HATALARINIZDAN KEYİF ALIN
- Peki, kitap yazmak aklınıza nereden geldi?
- Bahsettiğim gibi çalışma hayatımı sonlandırmamın ana nedeni ikiz erkek çocuklarımın üniversiteye iyi hazırlanabilmeleri için danışmanlık yapmaktı. Onlara danışmanlık yaparken üretkenliğimin devam etmesi gerektiğine inanıyordum. Bir yandan da çalışma hayatımda başımdan geçen olayların yarattığı duyguyu ve bakış açısını mutlaka gençlerle paylaşmalıyım diye düşünüyordum. Çalışma hayatım boyunca gençlerin çok iyi yetişmiş ve bir o kadar da cesur olduklarına tanık oldum. Bu yüzden tüm çabalarını daha fazla üretmeye adamaları için bir şeyler yapmalıydım. Ben de yollarına kitap yazarak çıkmak istedim. Tam bir sene boyunca hem evdeki gençleri yetiştirdim, hem de detaylı araştırmalar yaparak kitabımı yazdım.
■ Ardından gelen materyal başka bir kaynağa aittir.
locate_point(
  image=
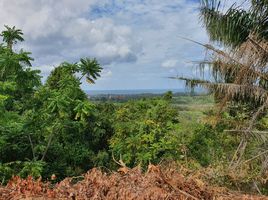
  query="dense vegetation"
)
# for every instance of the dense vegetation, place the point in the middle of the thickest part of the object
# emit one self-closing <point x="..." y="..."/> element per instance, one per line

- Özellikle iş hayatına yönelik bir kişisel gelişim kitabı yazmak istemenizin sebepleri nelerdi?
- Çalışma hayatımdaki gözlemlerimi en iyi şekilde ifade edebileceğim yöntem bir kitap yazmaktı. Ayrıca bu kitapla çalışanların kişisel gelişimlerine de katkı sağlayabileceğime inanıyordum. Yazmak istememin sebeplerine bir kaç örnek verecek olursam eğer; Çalışanlar bilmedikleri işleri de yapabileceklerine inanmıyorlar. Anlık karar alıp bu karara kilitlenmekten korkuyorlar. Sorunun değil, sonucun parçası olmayı hedeflemiyorlar ve en önemlisi de hatalarından keyif almayı bilmiyorlar.
- İş hayatına yeni atılacak ve iş hayatında başarılı olmak isteyenler hangi konulara dikkat etmeliler? Neler söyleyebilirsiniz?
- İş hayatımda benim asla’larım vardı. Onlar ne demek istediğimi özetlediği için sizinle paylaşmak isterim. Her zaman çözümün bir parçası olmalı, ama asla problemin bir parçası olmamalı. Her sorunda bir çözüm görmeli, ama asla her çözümde bir sorun görmemeli. Çakılların yanındaki çimenleri görmeli ama asla çimenin yanındaki çakılları görmemeli. “Zor, ama mümkün” demeli, ama asla “mümkün ama çok zor” dememeli. Konuşmak yerine yapmalı, ama asla yapmak yerine konuşmamalı.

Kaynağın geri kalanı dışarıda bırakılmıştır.